Link ad immagine (click per visualizzarla)

Ecco invece come potrebbe apparire su un proiettore in cui il CLO sia molto più basso rispetto al flusso luminoso:

Link ad immagine (click per visualizzarla)

In questo secondo caso, dovrò solo tarare il proiettore in modo che il CLO sia quanto meno equivalente al flusso luminoso, in modo che la proporzione di luminosità tra il giallo e il bianco sia più corretta possibile.
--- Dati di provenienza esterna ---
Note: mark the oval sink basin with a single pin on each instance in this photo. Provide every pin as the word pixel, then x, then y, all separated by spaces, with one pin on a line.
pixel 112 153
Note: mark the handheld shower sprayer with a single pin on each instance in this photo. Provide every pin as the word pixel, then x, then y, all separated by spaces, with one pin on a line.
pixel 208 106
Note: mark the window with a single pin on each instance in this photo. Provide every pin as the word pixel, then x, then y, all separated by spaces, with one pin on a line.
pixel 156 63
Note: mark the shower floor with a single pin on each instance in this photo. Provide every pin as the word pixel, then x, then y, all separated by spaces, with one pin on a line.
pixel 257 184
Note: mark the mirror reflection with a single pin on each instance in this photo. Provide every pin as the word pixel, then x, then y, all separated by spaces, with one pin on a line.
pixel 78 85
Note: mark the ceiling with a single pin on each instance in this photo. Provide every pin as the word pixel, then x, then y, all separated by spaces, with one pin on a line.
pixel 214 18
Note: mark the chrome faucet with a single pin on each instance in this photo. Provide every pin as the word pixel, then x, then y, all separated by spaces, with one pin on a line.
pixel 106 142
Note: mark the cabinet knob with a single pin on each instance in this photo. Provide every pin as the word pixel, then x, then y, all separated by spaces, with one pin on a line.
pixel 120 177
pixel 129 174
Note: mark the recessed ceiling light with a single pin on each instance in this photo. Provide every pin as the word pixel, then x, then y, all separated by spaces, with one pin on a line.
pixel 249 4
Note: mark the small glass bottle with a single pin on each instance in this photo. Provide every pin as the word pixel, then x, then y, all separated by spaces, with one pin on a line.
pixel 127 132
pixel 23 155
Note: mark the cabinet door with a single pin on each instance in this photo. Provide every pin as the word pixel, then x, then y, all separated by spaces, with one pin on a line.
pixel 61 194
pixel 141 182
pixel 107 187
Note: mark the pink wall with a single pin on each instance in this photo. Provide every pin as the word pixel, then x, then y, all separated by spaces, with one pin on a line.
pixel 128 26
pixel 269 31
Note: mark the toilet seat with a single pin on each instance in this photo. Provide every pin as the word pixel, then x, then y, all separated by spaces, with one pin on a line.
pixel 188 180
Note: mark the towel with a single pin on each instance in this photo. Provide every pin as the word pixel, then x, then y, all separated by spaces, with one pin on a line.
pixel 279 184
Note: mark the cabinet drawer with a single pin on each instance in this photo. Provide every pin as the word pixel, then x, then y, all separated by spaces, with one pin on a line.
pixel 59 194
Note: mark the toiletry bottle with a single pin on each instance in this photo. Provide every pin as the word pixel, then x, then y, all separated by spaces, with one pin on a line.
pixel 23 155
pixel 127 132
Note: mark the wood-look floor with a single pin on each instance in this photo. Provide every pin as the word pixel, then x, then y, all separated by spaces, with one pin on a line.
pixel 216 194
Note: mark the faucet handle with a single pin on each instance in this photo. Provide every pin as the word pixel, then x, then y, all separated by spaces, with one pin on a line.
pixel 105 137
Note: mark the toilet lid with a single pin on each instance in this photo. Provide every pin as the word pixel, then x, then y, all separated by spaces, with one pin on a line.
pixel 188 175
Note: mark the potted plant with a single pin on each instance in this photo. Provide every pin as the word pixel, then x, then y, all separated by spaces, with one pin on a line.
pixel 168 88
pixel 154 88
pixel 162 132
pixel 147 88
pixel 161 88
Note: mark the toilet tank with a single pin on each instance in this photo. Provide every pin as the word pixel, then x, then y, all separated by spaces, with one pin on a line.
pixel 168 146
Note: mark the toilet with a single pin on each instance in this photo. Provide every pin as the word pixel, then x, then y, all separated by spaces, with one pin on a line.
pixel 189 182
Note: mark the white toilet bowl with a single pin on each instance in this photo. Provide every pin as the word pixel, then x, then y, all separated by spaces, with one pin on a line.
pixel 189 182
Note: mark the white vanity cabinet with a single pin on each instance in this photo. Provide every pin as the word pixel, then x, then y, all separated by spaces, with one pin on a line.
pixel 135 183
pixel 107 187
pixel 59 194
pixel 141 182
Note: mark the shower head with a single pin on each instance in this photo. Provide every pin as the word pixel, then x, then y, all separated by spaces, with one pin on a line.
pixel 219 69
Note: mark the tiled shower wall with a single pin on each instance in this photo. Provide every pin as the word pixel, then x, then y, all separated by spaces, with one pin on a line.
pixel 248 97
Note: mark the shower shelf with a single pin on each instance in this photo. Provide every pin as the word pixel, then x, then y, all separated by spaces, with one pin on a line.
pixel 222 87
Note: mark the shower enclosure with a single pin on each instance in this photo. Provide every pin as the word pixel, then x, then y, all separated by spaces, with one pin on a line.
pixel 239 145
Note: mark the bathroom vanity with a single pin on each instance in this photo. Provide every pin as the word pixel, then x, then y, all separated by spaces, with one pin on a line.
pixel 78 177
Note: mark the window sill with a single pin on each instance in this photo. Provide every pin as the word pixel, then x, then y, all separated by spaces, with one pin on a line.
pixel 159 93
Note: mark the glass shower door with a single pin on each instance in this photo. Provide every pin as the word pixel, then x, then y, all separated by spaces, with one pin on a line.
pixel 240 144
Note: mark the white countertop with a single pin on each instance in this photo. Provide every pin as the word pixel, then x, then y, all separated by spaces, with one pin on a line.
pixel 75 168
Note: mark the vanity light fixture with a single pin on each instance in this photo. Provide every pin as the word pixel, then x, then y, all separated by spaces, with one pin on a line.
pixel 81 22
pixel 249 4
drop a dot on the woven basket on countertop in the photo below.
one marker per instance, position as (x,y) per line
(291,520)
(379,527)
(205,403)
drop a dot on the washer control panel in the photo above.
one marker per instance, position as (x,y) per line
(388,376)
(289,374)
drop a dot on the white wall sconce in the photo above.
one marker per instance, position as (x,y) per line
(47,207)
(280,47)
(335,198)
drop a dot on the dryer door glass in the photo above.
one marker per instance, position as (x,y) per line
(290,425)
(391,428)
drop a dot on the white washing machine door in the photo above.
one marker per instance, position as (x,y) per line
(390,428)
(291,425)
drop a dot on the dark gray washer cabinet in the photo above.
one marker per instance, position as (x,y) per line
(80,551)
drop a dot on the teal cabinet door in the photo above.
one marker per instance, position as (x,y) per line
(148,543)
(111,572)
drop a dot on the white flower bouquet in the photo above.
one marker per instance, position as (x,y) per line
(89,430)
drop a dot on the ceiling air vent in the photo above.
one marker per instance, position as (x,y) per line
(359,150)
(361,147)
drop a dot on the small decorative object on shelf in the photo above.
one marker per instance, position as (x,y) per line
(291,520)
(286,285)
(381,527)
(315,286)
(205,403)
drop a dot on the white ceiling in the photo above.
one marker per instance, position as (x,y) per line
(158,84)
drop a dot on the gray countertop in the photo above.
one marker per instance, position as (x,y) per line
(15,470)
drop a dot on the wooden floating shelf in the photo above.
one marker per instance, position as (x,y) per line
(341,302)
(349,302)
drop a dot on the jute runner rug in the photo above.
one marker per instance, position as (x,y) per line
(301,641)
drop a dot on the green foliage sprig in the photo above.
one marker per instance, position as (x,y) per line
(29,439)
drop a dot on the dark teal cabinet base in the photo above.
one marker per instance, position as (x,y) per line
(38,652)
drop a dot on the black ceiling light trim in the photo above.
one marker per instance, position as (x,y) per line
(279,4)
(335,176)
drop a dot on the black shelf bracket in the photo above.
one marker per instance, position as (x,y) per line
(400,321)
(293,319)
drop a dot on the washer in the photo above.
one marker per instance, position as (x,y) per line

E avrò molta più probabilità che la proporzione sulla luminosità dei colori sia più corretta in un proiettore in cui lumen e CLO coincidano piuttosto che in un altro in cui il CLO è la metà del flusso luminoso misurato solo sul bianco.

Poi, se ne sono capace, se ho un colorimetro e se il proiettore me lo permette, dovrei calibrare il tutto in modo che i colori, gamma e bilanciamento del bianco, siano adeguati alle condizioni di lavoro.

Epson sta usando il CLO anche per una operazione di marketing, per sensibilizzare l'opinione pubblica che alcuni proiettori DLP a chip singolo, che dichiarano tanti lumen sul bianco, poi sui colori non sono così luminosi. Esattamente come ho spiegato. Secondo me non si tratta di una misura di parte perché è una misura molto utile. Ma sul fatto che venga usata da Epson per un'attività di marketing è verissimo ma non ci trovo nulla di male.

E' come se JVC facesse una campagna per la misura del rapporto di contrasto nativo nei videoproiettori. Della serie: non basta solo il rapporto di contrasto full-on : full-off perché quello nativo è molto più importante. Come dargli torto?